November 17, 2000
A veteran performer who has worked with such artists as David Murray and Hamiet Bluiett, pianist D.D. Jackson has just recently started to develop his creative vision through the establishment of his own working ensemble. Canadian bred and New York based, the 33-year-old musician has recorded a half dozen albums for the small Justin Time label and earlier this year released his sophomore album for RCA Victor, Anthem. A strange twist of fate helped Jackson to assemble his new group this past March, the latest album already on the streets and tours in support of the record up and coming. Jackson had met Columbus native Chris Howes through David Murray and the energetic and electrifying violinist had already been part of the Anthem project. Looking to round out the band, Jackson ended up hitting it off with two other Columbus musicians, electric bassist Andy Woodson and drummer James Gaiters.
Jackson has found much to inspire him in this ensemble, which boasts not even one New York jazzer, but a trio of world-class musicians who certainly have nothing to be ashamed of regarding their midwestern backgrounds.
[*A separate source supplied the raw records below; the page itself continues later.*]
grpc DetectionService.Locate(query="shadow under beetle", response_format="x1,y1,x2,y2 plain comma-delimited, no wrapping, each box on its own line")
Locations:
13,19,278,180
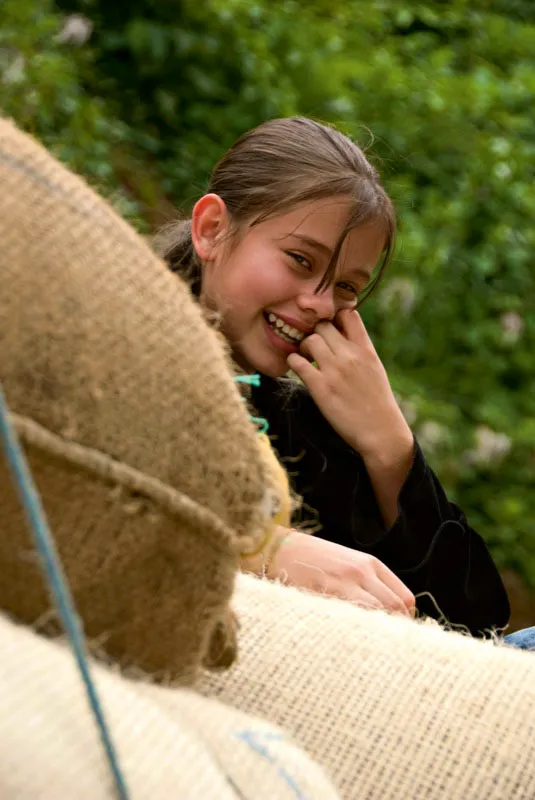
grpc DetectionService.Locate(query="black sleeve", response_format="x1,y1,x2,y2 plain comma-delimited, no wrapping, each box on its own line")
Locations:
253,376,510,635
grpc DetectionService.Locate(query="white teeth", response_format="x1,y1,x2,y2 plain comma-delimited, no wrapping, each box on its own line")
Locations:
267,312,305,342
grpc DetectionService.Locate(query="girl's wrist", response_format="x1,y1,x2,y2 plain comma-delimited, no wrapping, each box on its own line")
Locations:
241,527,295,578
358,420,414,469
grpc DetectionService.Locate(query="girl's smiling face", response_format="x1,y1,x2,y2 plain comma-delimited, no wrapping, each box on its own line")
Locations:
192,195,385,377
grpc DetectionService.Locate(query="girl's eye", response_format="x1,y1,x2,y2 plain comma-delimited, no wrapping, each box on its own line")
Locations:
336,281,359,300
288,250,312,272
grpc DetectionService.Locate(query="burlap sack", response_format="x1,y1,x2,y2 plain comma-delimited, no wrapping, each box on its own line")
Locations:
0,120,266,681
201,576,535,800
0,616,338,800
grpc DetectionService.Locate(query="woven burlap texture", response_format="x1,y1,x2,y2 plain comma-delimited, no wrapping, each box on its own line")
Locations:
200,576,535,800
0,615,338,800
0,120,265,682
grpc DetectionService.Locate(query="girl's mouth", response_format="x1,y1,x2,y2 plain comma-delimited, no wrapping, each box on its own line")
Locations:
264,311,305,347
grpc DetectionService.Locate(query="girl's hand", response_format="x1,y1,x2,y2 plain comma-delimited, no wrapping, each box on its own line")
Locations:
288,310,413,463
266,529,415,615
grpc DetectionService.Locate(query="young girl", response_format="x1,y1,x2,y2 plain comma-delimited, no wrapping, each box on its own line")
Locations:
160,118,509,635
A tour of Japan in September was followed by several Ohio dates, which included a one-night stand in Dayton. With no cover or minimum, patrons were treated to three sets by the D.D. Jackson Group at the upscale Pacchia restaurant. Located in Dayton’s Oregon District, this premier eatery also houses a quaint little jazz room. While the place couldn’t handle more than 25 or 30 people, the assembled crowd made up for the numbers by their sheer enthusiasm and it was strictly standing room only at several points in the evening.
Wasting no time getting warmed up, Jackson and the boys got underway with several numbers from the new album. It was a decidedly electric mix, with Woodson on six-string fretless, Howes on electric violin, and Jackson utilizing two keyboards, one which included a realistic acoustic piano sound and another (Roland VK-7) which proved to be a muscular Hammond B3 organ emulator. Highlights included a gospelish D.D. original entitled “Peace Song” and a tribute to Pat Metheny simply called “Pat.” It was on the latter that Jackson’s two-fisted attack made a strong impression, suggesting the kind of kinetic vigor that marked the work of the late Don Pullen. For “Water Dance,” variety was achieved by alternating between various solo and duo combinations which allowed each player to collectively contribute.
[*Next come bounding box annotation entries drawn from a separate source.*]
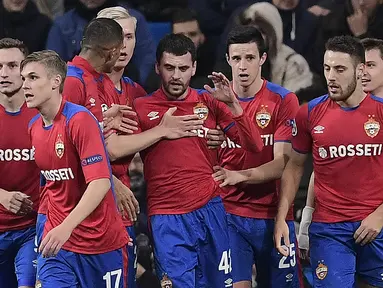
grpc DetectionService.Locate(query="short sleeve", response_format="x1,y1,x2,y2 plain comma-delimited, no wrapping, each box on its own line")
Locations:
291,104,312,154
68,111,111,183
274,93,299,142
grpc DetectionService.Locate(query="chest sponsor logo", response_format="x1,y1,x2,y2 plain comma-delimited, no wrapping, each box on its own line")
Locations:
255,105,271,129
318,144,383,159
314,125,324,134
147,111,160,120
55,134,65,159
0,147,35,161
41,168,74,181
364,115,380,138
193,103,209,120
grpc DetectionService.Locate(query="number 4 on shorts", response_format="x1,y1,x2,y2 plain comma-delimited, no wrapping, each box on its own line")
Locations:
218,249,232,274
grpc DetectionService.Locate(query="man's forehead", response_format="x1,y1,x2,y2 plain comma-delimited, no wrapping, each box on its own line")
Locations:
162,52,193,66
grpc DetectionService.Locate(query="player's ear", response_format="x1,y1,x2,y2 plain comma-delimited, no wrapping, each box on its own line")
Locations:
259,52,267,66
52,74,63,90
154,61,160,75
225,53,231,66
356,63,366,79
192,61,197,76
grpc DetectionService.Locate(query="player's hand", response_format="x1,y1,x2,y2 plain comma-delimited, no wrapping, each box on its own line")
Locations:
39,224,72,258
103,104,138,137
0,191,33,215
114,183,140,221
354,212,383,246
159,107,204,139
212,166,246,187
206,126,225,149
298,206,314,260
274,220,290,257
203,72,238,105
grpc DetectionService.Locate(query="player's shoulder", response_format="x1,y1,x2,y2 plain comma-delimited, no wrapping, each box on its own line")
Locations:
61,101,94,123
265,81,296,100
66,63,85,84
307,94,330,114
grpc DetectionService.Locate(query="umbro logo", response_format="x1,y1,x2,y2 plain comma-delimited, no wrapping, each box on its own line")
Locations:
147,111,160,120
314,125,324,134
The second set included more high-octane D.D. originals. In fact, although the pacing throughout was very amenable, there were no ballad tempos to speak of and the focus was on the incendiary. Another Jackson homage, “For Monk’s Sake,” brought forth the best in Howes’ animated approach. He almost attacks the violin, engaging in boisterous flurries of activity that find him bounding up and down with his long blonde hair flailing in the wind. If he had decided to pick up a guitar instead and hit the road with a rock band he surely would have been able to handle the histrionics of your typical stage show. D.D. got in his own transcendent moments with a solo medley of “I Mean You” and “Come Sunday.” The set closing “Anthem” brought forth more fireworks, with Jackson’s beefy organ sound coming off with such authenticity that you’d almost swear there was a full-sized B3 and Leslie in the house.
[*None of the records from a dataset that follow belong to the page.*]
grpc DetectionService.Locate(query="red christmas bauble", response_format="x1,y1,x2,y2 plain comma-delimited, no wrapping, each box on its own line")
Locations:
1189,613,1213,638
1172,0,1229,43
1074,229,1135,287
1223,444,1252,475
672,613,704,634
The final three numbers of the evening featured more solo work from all hands, including bassist Andy Woodson and drummer James Gaiters. A heavy rock groove marked “Carnival” and both “Simple Song” and “Church” included extended wails from Jackson and Howes. When the dust had settled, you couldn’t help but be awestruck by the synergy that Jackson has managed to obtain both through his fervent writing and the great ensemble he has put together. With further exposure and recording opportunities, the D.D. Jackson Group promises to become one of the hottest electric bands on the scene.